- Born: 17 March 1827 Philadelphia, United States
- Died: 23 July 1883 (aged 56) Tustin, California, United States
- Known for: Founder of Tustin, California

= Columbus Tustin =

American carriage maker & real estate developer (1827–1883)

Columbus Tustin (1827-1883) was an American carriage maker, best known as the founder of Tustin, California.

== Early life ==
Tustin was born in Philadelphia to Samuel Charles Tustin and Mary Frances Flanagan. When he was eleven he moved with his parents and 8 siblings to Marshall County, Illinois. 10 years later, they moved to Oregon where the family stayed for two years before moving south to Sacramento, then to Petaluma, California.
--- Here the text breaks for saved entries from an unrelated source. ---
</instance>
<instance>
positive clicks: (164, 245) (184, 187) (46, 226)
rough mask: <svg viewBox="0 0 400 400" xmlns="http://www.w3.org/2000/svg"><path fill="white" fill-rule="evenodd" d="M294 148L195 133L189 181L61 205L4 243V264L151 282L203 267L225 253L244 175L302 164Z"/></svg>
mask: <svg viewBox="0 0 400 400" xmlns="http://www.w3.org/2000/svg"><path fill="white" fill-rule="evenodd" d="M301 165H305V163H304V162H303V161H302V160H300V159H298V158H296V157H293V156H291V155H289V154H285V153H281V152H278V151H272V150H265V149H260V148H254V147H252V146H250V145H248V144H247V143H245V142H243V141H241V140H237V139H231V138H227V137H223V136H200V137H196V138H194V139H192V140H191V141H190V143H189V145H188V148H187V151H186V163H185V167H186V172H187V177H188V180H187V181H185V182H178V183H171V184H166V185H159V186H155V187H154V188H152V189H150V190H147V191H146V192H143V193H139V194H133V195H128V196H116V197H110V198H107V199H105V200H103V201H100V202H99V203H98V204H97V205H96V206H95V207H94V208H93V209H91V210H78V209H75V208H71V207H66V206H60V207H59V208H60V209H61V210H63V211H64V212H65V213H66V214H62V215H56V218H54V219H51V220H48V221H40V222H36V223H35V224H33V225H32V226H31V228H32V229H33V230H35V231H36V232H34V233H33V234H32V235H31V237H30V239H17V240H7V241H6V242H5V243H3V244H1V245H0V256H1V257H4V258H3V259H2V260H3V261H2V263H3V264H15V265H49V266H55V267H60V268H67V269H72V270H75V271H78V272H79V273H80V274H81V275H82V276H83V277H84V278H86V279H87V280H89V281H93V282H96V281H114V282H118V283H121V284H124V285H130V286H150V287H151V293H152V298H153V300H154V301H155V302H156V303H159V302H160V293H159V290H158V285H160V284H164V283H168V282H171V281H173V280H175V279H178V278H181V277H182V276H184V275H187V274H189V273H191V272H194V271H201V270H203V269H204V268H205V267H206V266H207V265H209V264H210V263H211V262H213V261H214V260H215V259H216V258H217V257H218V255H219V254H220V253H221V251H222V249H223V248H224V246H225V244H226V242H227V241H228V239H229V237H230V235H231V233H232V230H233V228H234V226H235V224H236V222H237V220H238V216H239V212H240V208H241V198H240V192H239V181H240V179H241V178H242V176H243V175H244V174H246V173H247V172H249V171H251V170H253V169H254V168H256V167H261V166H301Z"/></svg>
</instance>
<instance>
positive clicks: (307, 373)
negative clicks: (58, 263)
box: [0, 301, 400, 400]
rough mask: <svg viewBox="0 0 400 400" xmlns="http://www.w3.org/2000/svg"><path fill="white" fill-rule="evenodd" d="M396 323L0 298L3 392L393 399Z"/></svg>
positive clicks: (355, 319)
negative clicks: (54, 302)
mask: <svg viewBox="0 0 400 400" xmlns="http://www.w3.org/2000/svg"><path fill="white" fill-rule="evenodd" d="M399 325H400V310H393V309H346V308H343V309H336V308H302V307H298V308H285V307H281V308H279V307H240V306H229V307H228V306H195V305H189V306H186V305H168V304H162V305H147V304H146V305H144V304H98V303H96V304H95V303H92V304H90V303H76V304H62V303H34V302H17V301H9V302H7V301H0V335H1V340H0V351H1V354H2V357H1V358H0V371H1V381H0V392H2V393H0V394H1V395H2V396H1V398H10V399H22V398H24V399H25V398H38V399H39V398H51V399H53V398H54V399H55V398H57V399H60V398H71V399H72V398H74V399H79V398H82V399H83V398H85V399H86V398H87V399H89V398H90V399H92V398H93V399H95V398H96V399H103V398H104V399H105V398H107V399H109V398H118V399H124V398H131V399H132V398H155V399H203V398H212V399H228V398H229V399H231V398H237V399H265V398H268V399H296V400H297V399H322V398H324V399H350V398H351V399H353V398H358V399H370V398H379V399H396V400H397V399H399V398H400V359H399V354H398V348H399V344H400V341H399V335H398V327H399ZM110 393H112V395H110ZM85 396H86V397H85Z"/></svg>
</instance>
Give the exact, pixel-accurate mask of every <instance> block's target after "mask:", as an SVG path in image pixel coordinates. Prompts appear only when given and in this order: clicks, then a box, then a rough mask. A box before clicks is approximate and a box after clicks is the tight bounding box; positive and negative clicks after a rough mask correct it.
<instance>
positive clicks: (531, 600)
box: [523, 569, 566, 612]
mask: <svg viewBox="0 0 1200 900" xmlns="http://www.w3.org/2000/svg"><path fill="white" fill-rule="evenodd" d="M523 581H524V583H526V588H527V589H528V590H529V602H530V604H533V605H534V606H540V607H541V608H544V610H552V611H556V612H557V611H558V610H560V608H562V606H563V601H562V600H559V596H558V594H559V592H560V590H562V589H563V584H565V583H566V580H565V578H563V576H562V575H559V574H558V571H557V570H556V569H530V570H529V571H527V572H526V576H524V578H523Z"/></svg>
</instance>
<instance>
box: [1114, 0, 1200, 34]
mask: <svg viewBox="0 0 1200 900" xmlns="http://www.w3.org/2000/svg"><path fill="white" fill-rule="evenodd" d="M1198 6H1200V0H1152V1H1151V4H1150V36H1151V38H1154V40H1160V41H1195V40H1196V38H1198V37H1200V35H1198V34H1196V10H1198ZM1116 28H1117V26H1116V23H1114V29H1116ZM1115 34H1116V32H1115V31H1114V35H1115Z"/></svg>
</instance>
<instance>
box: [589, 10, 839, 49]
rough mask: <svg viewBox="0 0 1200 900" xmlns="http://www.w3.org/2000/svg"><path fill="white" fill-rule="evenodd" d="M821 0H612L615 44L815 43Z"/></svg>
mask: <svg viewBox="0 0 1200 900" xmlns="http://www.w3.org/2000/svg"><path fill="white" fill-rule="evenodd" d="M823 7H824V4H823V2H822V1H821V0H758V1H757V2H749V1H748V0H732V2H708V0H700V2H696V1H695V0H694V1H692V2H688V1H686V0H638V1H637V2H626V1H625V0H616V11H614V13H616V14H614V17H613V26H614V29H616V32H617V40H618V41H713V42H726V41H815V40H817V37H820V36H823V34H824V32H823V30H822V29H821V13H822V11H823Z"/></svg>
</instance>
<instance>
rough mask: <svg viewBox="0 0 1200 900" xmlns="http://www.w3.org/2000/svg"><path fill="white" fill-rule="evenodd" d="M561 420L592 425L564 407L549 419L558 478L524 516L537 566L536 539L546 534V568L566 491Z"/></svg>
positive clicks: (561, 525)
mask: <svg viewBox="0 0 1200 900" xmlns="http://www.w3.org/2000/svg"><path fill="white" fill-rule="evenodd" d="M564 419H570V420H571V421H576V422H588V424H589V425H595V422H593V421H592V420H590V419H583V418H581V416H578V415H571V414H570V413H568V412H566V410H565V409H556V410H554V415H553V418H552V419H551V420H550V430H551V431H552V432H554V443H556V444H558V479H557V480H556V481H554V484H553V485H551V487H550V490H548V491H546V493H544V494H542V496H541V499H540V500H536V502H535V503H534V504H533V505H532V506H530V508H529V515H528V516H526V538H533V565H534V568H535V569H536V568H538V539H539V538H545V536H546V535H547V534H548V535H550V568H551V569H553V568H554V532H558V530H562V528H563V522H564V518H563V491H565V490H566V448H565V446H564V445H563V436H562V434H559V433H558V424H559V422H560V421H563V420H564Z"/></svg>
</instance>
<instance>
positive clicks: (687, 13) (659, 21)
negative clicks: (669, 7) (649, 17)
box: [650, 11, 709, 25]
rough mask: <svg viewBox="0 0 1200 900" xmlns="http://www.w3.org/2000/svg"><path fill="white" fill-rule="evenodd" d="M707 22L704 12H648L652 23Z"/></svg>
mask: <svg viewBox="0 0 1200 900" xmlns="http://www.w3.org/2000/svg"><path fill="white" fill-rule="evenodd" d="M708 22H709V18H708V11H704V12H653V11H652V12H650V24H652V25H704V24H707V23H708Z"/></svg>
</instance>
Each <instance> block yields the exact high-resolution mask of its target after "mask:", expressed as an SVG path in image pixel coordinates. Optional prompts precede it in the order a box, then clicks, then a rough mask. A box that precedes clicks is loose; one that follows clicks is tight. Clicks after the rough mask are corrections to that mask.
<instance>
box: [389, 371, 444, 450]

He met his wife Mary in Sonoma County, California and moved to Southern California with their children.

== Career ==
He worked as a carriage maker, miner, farmer, postmaster, fruit grower, and as real estate developer. in the 1850s he developed one of Petaluma’s first large-scale nurseries. Tustin owned an orchard which contained over 75,000 grafted fruit trees, which won the prize for best nursery at the 1860 Sonoma County Agricultural and Mechanical Fair. In 1868 He and his partner, Nelson O. Stafford, purchased 1300 acres of the Rancho Santiago de Santa Ana when the Spanish land grant was being partitioned. Between 1868 and 1872, Tustin set about establishing a new settlement. He laid the streets out through the wild mustard and sycamore trees that covered the area. He moved his wife, Mary, and their five children there. He started selling lots and established the school district and the post office. When few people bought homesites, he offered lots free to anyone who would build a home. In 1877, Tustin competed unsuccessfully with William Spurgeon in Santa Ana for the southern terminus of the Southern-Pacific Railroad. He died in 1883.